Replacing the SSL Certificates

*This documentation section describes the LifeKeeper Web Management Console (LKWMC). Refer to the LifeKeeper Web Management Console for an overview.

The SSL certificates used to establish a secure HTTPS connection with the LKWMC can be replaced with custom user-provided certificates.

In the LKWMC, SSL/TLS is used for communication between the web browser and the REST API, and between the REST API and LifeKeeper Core. By default, a default certificate is installed that enables a certain level of identity verification between nodes. This page explains how to replace the default certificate with a certificate created by the organization’s own Certificate Authority (CA).

How to use the Certificate

The following two certificates are used.

• <LKROOT>\cert\LKValidNode.pem (server certificate)
• <LKROOT>\cert\LKCA.pem (certificate authority)
  

The initial certificate requires a signature from the CA certificate to pass the server’s validation. The certificate’s common name is not validated. Note that the certificate is only signed by the CA.

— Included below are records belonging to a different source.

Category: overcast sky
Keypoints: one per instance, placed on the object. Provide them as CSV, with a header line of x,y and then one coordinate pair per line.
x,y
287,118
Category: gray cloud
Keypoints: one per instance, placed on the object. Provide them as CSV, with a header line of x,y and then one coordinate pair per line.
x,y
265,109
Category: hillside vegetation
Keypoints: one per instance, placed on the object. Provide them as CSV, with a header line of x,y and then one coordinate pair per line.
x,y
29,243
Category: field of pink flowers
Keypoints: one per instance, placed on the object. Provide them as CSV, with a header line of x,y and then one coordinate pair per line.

How to use a Custom Certificate

Depending on the operational environment, it may require replacing the default certificates with certificates created by an internal CA or a commercial CA. In such cases, replace the two types of certificates mentioned above with new certificates having the same certificate filename. These certificates are PEM format. LKValidNode.pem contains both the key and the certificate. The LKValidNode.pem certificate is a server-type certificate.

If you replace the default certificate, you must restart the following two services for the changes to take effect:

• LifeKeeper REST API
• LifeKeeper Web Management Console
  

If the certificate settings are incorrect, the service will fail to start and an error will be recorded in the Windows event log. If problems occur, refer to the event log.